A MORALIDADE, O DIREITO E A PORTUGUESA
Por Dimas Ramalho e
Flavio Barbarulo Borgheresi
“E aí
repousa, ao mesmo tempo, a força e a fragilidade da moralidade em face do
direito. É possível implantar um direito à margem ou até contra a exigência
moral de justiça. Aí está a fragilidade. Mas é impossível evitar-lhe a
manifesta percepção da injustiça e a consequente perda de sentido. Aí está a
força.” (Tércio Sampaio Ferraz Jr.)
Ainda nas primeiras aulas de direito, nos é ensinado que direito, moral e
justiça, embora intrinsecamente ligados, eram conceitos distintos. A aplicação
fria do direito traz sempre uma justiça formal, que não se prende ao senso
comum, e não necessariamente responde aos anseios da sociedade que representa.

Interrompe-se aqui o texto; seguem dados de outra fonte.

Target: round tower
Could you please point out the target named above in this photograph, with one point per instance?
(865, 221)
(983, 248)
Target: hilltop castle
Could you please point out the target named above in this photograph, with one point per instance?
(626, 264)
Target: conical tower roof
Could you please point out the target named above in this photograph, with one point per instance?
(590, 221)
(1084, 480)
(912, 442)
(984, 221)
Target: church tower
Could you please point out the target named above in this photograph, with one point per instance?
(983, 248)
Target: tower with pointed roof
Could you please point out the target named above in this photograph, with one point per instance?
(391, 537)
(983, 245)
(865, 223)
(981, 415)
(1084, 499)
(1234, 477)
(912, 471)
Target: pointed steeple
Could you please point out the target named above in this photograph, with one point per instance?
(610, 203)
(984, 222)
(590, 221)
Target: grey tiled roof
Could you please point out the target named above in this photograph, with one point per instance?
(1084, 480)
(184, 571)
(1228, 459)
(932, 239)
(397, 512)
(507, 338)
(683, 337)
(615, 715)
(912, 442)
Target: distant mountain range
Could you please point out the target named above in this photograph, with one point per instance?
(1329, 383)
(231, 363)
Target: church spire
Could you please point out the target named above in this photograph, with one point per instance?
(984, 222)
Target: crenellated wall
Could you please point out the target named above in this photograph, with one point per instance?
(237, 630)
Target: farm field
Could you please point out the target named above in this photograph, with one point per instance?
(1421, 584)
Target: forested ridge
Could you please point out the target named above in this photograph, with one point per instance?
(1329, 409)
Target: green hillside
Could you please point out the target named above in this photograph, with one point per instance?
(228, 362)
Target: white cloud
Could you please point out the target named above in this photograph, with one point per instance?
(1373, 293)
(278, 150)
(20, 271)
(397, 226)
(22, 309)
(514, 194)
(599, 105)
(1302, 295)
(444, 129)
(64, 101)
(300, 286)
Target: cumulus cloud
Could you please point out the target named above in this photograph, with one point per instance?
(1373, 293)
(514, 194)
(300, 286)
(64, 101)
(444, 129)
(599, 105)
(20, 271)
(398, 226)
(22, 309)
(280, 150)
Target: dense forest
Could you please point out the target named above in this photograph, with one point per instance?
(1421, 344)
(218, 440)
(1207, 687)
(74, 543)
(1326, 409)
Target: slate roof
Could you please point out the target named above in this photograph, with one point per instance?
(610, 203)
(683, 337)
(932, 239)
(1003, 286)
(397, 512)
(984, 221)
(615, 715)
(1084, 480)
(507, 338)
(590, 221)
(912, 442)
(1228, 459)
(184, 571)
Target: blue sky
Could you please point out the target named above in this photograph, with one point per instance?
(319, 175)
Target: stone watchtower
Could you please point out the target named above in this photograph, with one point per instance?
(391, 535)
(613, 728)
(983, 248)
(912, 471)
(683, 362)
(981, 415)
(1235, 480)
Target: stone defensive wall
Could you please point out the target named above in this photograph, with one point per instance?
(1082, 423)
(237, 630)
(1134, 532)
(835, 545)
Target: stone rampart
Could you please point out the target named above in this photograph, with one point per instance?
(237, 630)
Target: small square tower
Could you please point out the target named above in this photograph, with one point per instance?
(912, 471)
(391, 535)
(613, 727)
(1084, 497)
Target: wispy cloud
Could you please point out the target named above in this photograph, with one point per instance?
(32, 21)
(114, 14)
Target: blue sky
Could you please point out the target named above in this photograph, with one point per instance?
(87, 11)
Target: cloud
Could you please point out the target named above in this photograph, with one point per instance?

Mas qual o sentido do direito para uma sociedade quando sua aplicação é
questionada sob o enfoque da moralidade, despertando incandescente sentimento
de injustiça?
O recente julgamento da equipe de futebol da Portuguesa pelo STJD, num país que
respira futebol 24 horas por dia, trouxe à tona essa discussão, expondo
claramente até para os cidadãos mais simples, a diferença entre os conceitos de
direito, justiça e moral. Óbvio, o que se discute aqui é sentimento, e o
sentimento de justiça moral não depende de qualquer conhecimento técnico.
O
operador do direito não pode objetivar a aplicação fria da Lei,
desvinculando-se dos fatores externos que rodeiam a questão que se decide. Se
assim fosse, poderíamos criar programas de computador que elaborassem sentenças
judiciais a partir do mero processamento dos dados sobre o caso concreto. A
figura humana é imprescindível na aplicação do direito exatamente porque ele é
indissociável do sentimento social, do sentimento moral, do sentimento de
justiça. Portanto, a aplicação da norma não pode estar desvinculada desta
percepção ética instintiva.
E vamos ao caso concreto. Não há dúvidas que a Portuguesa desconhecia o
resultado do julgamento que puniu um de seus jogadores com suspensão por duas
partidas. O advogado, indicado pela própria CBF, confirmou o equívoco ao passar
a informação para a equipe, e o site da CBF não disponibilizou a informação em
tempo hábil. Além disso, não é crível que um time de futebol profissional,
estando ciente da punição, colocasse em campo um jogador suspenso pelo STJD,
aos 30 e poucos minutos da etapa final de uma partida que já não tinha
importância nenhuma para a equipe. Não, não é piada de português!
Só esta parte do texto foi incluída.